SINCE THE Supreme Court decided Roe vs. Wade 10 years ago, courts and legislatures have approached the regulation of abortion by using a trimester rule. During the first three months of pregnancy, there can be no restriction on the medical decision made by a doctor and a patient; during the second three months, the state may regulate the procedure to the extent necessary for the protection of maternal health; in the final three months, states are free to regulate or prohibit abortion. This week the Supreme Court considered a series of state and local laws that purport to regulate abortion within the Roe vs. Wade guidelines.

The test the court used in assessing these laws was whether they bore some rational relationship to a legitimate state purpose or were enacted in order to impose a significant obstacle to the exercise of a constitutionally guaranteed right. The results were mixed. Laws requiring pathology reports, for example, or the presence of a second physician during abortions performed at a time when a live fetus might be delivered, were upheld. So was a statute requiring minors to obtain parental or court consent before securing an abortion.
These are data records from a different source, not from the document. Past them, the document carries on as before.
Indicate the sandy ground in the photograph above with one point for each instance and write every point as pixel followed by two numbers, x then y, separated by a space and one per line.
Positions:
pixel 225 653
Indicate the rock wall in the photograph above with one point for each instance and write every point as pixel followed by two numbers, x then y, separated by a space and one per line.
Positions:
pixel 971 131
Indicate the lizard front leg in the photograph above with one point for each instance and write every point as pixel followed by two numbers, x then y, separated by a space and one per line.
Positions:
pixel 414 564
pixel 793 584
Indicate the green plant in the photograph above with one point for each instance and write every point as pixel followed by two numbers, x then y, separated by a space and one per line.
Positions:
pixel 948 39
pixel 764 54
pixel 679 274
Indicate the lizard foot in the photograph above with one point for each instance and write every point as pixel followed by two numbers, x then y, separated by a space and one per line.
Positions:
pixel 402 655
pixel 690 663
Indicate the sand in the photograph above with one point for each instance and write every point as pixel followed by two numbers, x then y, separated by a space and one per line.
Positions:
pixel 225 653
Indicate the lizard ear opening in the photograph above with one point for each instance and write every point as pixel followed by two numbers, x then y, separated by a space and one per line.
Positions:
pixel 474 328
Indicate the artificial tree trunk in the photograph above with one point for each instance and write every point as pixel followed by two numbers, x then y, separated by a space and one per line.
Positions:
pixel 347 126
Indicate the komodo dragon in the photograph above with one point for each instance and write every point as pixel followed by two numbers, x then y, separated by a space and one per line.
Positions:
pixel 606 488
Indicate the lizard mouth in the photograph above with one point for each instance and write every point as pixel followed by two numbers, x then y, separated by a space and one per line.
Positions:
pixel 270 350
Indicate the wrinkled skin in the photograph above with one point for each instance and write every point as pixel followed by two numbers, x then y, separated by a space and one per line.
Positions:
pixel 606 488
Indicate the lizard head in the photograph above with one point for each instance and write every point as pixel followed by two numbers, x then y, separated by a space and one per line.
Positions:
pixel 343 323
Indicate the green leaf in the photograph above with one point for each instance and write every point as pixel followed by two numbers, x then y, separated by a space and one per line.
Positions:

But some laws were found to be so restrictive that they made it difficult to exercise a right. Thus, states cannot require a waiting period of 24 hours before an abortion; they cannot require that a woman be told that abortion is a dangerous procedure or that the unborn child is a human life from the moment of conception; and they cannot limit second-trimester abortions to hospitals.

While this week's decisions do not create new rights or approve abortion on demand, they can, on balance, be considered a significant victory for pro- abortion forces. Anti-abortion groups have taken a two-track approach to the court's ruling in Roe vs. Wade. Efforts have been made to overturn the decision by statute or constitutional amendment, and, at the same time, legislatures have been pressured to enact laws making it more difficult--emotionally, financially and practically--to obtain abortions. The court has now viewed all such regulation with a strong bias in favor of those seeking abortions, virtually foreclosing this strategy to the pro-life groups. A direct attack on Roe vs. Wade is now the only practical approach for those who oppose abortion, and that is the route least likely to be successful. The court has reaffirmed and strengthened its earlier position--which we think is a good and useful thing.